Le lundi suivant cet acte XVIII de la Grande Gileterie – qui vit encore bon nombre de mutilés – Notre Délicat Roitelet convia une foule de beaux esprits à venir converser à bâtons rompus au Château, tout ceci sous l’égide de la Gazette de la Culture, laquelle n’en finissait pas de professer la plus grande complaisance envers Sa Verbeuse Sentence. On put entendre d’aucuns de ces clercs prendre la parole avec déférence, qui pour encenser Notre Divin Spirite, qui pour flétrir ces gueux d’Engiletés. Ainsi ce monsieur de Quigne-gnard, un obscur scribouillard, qui vivait là enfin son heure de gloire et qui sut, en mots choisis, déverser sa haine du peuple.

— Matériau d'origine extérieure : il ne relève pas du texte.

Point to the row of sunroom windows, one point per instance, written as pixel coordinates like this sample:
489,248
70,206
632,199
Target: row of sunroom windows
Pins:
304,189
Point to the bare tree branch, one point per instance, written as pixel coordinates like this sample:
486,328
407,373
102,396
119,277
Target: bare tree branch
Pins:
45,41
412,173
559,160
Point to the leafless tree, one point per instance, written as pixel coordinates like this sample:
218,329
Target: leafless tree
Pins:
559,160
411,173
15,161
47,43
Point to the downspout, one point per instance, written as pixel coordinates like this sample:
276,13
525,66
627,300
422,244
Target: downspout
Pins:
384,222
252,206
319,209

A quelques lieues de là, le Premier Grand Chambellan déroulait la doctrine qui allait être appliquée aux Engiletés : on allait tout bonnement les éradiquer, les écraser, les écrabouiller. Il n’en resterait que quelques uns qui demanderaient vite grâce. Quelques heures plus tôt, sur une gazette parlée, une petite duchesse toute fraîche émoulue pompière du régime, madame de La Poire, par ailleurs commise auprès du Grand Jardinier, actionna sa lance : elle courut sus à ceux qui critiquaient le séjour pyrénéen de Notre Petit Skieur. Ce n’était tout de même pas à lui d’aller courir derrière chaque casseur ! C’était là des actes de sauvagerie et de barbarie. Elle avait bien appris sa leçon et répétait les mêmes mots que Sa Sanglante Répression : on voulait détruire la StartupNéchionne ! « Nous allons continuer de revoir notre doctrine, martela cette zélée courtisane, il faut continuer de s’adapter à ce niveau de sauvagerie ».

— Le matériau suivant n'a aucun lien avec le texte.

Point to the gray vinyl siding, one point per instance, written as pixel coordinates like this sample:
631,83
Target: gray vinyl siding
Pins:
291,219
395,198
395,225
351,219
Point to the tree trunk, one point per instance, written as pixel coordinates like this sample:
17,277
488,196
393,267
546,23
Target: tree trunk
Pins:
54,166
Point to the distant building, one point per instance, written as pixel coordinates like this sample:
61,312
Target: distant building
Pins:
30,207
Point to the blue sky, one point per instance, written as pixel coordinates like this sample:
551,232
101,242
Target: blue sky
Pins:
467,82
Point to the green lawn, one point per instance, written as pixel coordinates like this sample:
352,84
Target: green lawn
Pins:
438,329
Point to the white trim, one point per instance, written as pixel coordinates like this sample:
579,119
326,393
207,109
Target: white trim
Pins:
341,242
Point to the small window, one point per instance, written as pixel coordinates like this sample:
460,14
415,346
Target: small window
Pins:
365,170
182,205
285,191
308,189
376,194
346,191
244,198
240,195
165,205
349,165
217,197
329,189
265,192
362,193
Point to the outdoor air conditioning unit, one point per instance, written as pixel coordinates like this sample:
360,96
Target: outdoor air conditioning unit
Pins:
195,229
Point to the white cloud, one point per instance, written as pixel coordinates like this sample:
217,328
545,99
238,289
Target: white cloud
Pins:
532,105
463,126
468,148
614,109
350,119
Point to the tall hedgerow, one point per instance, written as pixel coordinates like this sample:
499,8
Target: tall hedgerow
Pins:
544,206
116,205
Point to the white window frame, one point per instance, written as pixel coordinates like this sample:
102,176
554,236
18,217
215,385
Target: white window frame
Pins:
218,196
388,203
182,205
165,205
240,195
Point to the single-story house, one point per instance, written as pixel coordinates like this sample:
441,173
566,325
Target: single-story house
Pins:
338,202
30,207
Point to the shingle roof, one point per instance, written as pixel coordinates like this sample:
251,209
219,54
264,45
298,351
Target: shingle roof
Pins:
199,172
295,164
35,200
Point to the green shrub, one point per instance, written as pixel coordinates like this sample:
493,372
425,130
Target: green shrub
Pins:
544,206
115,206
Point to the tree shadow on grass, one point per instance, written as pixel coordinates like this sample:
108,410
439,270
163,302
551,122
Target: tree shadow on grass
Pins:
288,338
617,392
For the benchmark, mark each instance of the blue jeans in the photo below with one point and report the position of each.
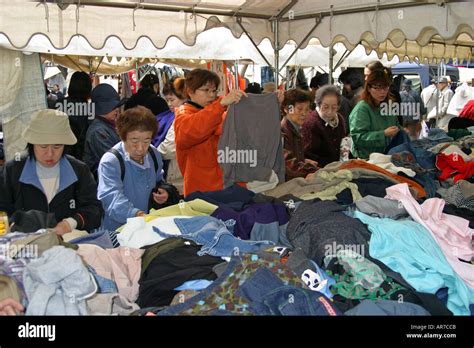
(268, 295)
(214, 236)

Il n’était pas jusqu’à une ancienne Engiletée, dame Geaqueline, qui ne se lança dans le maniement de la pompe à eau. Elle vilipenda ses anciens comparses, les traitant de « fainéants ». Elle avait appris qu’on cherchait à pourvoir un poste de cruche au Château. Elle avait toutes ses chances.

Les Engiletés pansaient leurs plaies nombreuses. Il y aurait un acte XIX. Mais en attendant, c’étaient les maîtres d’eschole et les professeurs qui s’apprêtaient à descendre dans la rue. Leur Chambellan, monsieur de BlanqueErre, leur promettait le supplice de la roue s’ils ne se soumettaient pas.